The Salvini Decree adds to a number of anti-migrant policies introduced since the election of the new populist centre-right government, leading the UN to release a statement condemning Italy for their “climate of hatred.” They report that 169 racially motivated crimes were recorded during and after the March election, 19 of which were violent. Matteo Salvini is the Deputy Prime Minister of Italy and the leader of the anti-immigrant League Party, which gained the largest increase in seats in the 2018 elections. Their policies include restricting the opening hours of ‘ethnic’ shops, pledging to deport 500,000 illegal immigrants, and blocking NGO migrant rescue ships from Italian ports.

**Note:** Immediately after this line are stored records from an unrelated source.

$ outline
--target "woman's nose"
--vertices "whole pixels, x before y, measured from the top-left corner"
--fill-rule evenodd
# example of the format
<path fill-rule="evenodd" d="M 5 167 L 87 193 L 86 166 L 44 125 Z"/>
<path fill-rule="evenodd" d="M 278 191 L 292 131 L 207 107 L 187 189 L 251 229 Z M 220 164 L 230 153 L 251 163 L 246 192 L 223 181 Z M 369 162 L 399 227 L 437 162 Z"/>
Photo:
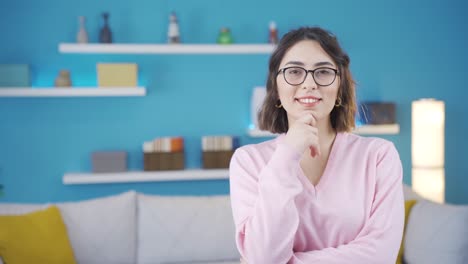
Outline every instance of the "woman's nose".
<path fill-rule="evenodd" d="M 304 83 L 302 83 L 303 89 L 312 89 L 315 90 L 317 89 L 318 85 L 315 82 L 314 76 L 312 72 L 307 72 L 306 78 L 304 80 Z"/>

Italy has seen a surge in more than 600,000 migrants since 2014; it is without question that they have seen a considerable increase in population. Italy’s geographical location makes it the gateway to Europe for those fleeing conflict and poverty in Africa. But, removing the protections of these people is not a solution. It will only place already vulnerable people at more risk. The Office of the High Commissioner of Human Rights (OHCHR) asserted in November that exclusion in Italy will only lead to increased social tension and more insecurity. A Professor of Law and Immigration Policies at a Rome University, Christopher Hein, recently told¬†The Guardian that “once these people have no protection they do not simply pack up and go home.” They only become part of an irregular and undocumented migrant group.

Italy has previously been a leader in refugee protection and praised for its welcoming of asylum seekers. They are signatories to the ICCPR 1966 and the UN Convention Relating to the Status of Refugees 1951, and they also maintain a right to asylum in their constitution. To ensure the protection of these people and a commitment to international norms, it is imperative that Italy continues these principles, aiming for protection over exclusion. A step forward would be to sign the Global Migration Compact 2018, of which it pulled out earlier this year. The non-binding pact has been signed by 164 nations and is designed to open legal migration and discourage illegal crossings.